Vicky Huang is waiting for me when we land, standing impatiently on the tarmac next to her shiny Beemer SUV.
“So you are finally here,” she says.
“Yeah, finally.”
She looks me up and down. Sniffs. “Don’t you have any other clothes?”
“I have a clean shirt.”
I think.
“We can shop.”
I hold up my hands. “No. Mr. Cao wants to see me. Let’s not keep him waiting.”
I can tell she’s torn. She’d love to dress me up a little, but first things first.
“I will wait for you to change,” she says.
I duck into the hangar and change.

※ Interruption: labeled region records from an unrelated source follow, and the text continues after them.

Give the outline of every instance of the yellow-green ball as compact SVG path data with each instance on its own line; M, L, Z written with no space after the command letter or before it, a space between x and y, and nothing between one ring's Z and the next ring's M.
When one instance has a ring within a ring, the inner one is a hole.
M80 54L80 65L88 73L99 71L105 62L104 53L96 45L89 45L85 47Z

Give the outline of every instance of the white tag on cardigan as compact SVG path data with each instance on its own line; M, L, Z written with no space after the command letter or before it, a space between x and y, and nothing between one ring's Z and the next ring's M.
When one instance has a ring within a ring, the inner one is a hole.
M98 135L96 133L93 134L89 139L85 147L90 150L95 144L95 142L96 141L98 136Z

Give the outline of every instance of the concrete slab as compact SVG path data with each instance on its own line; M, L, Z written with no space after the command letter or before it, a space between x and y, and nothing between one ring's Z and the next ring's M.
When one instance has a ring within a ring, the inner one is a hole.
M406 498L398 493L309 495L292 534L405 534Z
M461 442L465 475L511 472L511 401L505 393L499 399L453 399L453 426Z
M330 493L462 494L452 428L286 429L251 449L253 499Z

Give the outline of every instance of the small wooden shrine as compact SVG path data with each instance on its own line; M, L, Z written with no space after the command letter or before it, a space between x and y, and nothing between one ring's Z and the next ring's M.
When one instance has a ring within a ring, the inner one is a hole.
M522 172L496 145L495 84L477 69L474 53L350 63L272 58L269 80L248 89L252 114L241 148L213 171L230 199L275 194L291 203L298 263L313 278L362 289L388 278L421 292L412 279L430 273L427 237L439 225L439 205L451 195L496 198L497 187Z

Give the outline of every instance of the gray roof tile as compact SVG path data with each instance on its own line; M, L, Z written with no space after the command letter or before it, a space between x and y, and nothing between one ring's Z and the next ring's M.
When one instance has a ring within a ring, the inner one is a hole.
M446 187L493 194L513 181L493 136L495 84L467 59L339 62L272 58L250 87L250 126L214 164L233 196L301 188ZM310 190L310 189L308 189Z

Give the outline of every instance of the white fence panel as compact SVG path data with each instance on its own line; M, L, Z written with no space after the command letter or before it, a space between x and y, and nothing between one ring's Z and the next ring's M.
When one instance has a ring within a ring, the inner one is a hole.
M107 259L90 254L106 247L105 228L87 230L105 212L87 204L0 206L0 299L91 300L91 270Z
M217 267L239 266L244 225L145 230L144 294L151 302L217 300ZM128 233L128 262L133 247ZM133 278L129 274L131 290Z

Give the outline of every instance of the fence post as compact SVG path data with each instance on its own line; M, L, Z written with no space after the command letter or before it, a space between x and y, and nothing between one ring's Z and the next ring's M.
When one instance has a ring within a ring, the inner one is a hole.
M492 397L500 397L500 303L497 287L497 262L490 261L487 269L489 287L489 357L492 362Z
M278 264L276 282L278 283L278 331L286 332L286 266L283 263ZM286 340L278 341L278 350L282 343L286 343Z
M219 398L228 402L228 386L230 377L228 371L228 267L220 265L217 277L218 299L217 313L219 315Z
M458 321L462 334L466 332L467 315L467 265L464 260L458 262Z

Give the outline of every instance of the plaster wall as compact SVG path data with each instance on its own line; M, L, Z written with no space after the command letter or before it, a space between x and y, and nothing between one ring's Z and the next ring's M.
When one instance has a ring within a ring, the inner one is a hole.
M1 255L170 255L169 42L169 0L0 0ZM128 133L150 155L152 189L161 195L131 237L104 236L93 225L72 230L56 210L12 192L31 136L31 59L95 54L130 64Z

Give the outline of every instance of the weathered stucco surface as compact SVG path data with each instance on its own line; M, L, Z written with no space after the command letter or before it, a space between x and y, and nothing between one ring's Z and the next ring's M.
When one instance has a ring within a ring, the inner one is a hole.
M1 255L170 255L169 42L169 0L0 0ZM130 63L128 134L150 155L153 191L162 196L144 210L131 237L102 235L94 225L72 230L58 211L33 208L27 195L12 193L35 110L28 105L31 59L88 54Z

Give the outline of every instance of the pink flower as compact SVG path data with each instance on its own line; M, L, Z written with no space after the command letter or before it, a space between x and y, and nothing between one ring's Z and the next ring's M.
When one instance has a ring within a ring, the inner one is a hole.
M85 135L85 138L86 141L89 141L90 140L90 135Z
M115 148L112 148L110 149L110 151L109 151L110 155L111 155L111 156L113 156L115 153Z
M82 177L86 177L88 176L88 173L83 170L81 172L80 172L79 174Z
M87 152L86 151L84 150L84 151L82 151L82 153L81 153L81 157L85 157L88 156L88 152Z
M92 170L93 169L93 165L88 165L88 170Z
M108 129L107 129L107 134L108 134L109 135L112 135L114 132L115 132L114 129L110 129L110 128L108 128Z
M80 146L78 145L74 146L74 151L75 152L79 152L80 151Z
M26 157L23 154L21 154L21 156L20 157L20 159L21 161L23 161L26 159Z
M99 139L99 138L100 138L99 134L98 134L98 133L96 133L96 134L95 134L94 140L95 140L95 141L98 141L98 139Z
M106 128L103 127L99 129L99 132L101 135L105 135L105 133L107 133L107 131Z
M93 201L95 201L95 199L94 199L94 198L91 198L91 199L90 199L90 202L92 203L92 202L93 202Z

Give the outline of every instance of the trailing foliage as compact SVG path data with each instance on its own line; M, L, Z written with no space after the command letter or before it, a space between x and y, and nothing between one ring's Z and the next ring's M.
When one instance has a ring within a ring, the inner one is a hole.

I don’t care if anyone sees me, and I’m not sure if the shirt I put on is any cleaner than the one I took off.
Vicky barrels her SUV through the streets of Xingfu Cun, speeding down the avenues and swinging wide around the curves, which would normally make me nervous—that’s how we drove in the Sandbox, pedal to the metal, tougher to hit a moving target and all—but there’s hardly a car on the streets, hardly any people here at all. It’s like we’re driving around in some weird postapocalyptic movie, except with no zombies.
I lean back in the seat and try to clear my head. Just try to not think about anything at all. Like that army shrink told me.
Feelings are transient. You let yourself feel them, observe what they are, let them go.
I repeat it to myself a couple of times, but it doesn’t take.
I want to not feel anything right now. That’s what I really want.
Soon comes the long trip up the drive that leads to Sidney’s mansion. Sidney’s French palace. It’s more decorated than a wedding cake—curlicues, marble and gold everywhere—and instead of a champagne fountain there’s a real one, with statues of Greek gods and little cherubs. I can’t believe that anybody actually lives here, but so far as I know, Sidney does. And down in his basement he’s got an art collection that’s the envy of major museums.